I have the book, and first off they certainly don't bother using euphemisms such as "the f-word". Also it's only talking about subtexts that don't necessarily cancel out the surface meaning but rather add to it. You can still read "something is rotten in the state of Denamrk" as meaning just that and still understand it, but it gets deeper when you realize what subtexts that one line COULD have conveyed.

Anonymous said...

"Although of course it is easy to vulgarise things. I mean, one of the worst books published recently is called Filthy Shakespeare, which is a pornographic book, wherein the Author paraphrases certain passages of Shakespeare in away that imposes on them sexual meaning that are not there, quite simply. It’s just a piece of exploitation." (

So says the world's leading Shakespeare expert Prof.Stanley Wells. And one can't dismiss him as a prude, he also says in the same interview:

'Gordon Williams’ three volume works on sexual language in the drama and his single volume glossary of Shakespeare’s sexual language has helped us to understand much more.'

And he is the author of Shakespeare: Sex and Love.

There are a lot of sexual puns in Shakespeare without making stuff up as this woman seems to.

Willshill said...

Oxford, pretty much the center of the world for years in studies on the English language proper and Shakespeare in particular, also has on its staff a Prof. Wells; editor of none other than The Oxford Shakespeare Edition.
Considering the fact that the author, DR. Kiernan, received her doctorate from Oxford--and that she also taught there for many years--it would seem that she might consider those facts in advance of writing a book full of nothing but "...piece[es] of exploitation."
Not withstanding all of the above, the author makes the following prefatory statement:

"So, although many of the following examples of his sexual punning cloak the ribald meanings and significances of a word, it doesn't necessarily mean that the subtext cancels out the surface meaning."

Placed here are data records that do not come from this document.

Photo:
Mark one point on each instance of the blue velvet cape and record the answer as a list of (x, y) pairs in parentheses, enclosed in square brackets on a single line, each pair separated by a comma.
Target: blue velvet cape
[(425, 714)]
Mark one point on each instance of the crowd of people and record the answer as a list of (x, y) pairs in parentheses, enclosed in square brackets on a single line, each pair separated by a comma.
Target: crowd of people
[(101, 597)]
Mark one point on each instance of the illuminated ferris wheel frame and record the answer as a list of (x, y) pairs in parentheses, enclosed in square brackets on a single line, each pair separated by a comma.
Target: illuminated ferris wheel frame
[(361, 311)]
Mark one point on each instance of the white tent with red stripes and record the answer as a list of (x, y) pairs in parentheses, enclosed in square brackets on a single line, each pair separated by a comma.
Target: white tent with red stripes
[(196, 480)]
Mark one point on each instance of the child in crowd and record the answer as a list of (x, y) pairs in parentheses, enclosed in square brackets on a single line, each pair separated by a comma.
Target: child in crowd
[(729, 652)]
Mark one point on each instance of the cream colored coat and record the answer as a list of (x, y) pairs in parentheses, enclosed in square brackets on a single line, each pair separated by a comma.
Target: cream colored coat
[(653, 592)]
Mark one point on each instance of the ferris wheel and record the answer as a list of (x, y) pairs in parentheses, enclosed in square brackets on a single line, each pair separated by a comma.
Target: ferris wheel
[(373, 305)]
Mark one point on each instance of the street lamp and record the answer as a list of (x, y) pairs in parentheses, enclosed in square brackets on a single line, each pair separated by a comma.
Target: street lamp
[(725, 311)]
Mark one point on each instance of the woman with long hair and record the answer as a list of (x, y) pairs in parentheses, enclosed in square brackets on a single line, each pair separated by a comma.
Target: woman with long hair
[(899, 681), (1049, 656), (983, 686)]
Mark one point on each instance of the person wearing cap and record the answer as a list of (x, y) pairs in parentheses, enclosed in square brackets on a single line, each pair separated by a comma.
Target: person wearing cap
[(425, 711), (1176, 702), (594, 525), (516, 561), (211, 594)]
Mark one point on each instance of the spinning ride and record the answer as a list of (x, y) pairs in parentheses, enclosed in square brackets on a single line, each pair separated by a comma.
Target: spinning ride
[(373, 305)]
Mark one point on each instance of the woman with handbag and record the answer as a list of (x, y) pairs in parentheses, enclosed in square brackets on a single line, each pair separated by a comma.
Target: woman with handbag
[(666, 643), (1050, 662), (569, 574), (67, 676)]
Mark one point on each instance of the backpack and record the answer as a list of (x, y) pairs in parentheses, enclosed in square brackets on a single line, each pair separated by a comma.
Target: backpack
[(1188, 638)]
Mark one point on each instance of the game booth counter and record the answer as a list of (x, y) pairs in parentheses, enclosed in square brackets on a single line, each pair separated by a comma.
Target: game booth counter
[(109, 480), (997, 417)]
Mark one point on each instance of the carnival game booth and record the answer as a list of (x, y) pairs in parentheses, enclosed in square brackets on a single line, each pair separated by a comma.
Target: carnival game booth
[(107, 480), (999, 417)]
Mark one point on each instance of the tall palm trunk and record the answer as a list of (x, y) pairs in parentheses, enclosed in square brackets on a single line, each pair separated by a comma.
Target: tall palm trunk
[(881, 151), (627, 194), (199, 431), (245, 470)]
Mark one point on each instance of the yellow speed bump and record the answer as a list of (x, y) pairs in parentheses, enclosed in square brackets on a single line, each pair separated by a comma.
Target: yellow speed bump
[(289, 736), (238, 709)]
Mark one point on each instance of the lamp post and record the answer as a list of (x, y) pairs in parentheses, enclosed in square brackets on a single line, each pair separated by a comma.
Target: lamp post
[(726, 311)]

Also notwithstanding, Dr. Wells has laid claim in "opinion", and that beyond a reasonable doubt, that the Cobbe painting is a true and original portrait of Shakespeare; an opinion which, it might be reasonably concluded, exacted from some of his equally esteemed colleagues no less a damning injunction.
But given the propensity of a society to choose blindness over enlightenment--still overly influenced by the ignorance bred of an undue puritan influence--if she stretches a meaning that CAN be stretched, based as it is on its very likely antecedent, why are we to immediately suppose that same conclusion an impossibility for the likes of such a sexual punster as Shakespeare?
Anyway, better her versions than Folger's--leading Shakespeare "educators"--whose annotations are still so Bowdler-squeaky clean they sometimes literally change the meaning of entire passages and scenes--let alone the meaning of a single word or phrase.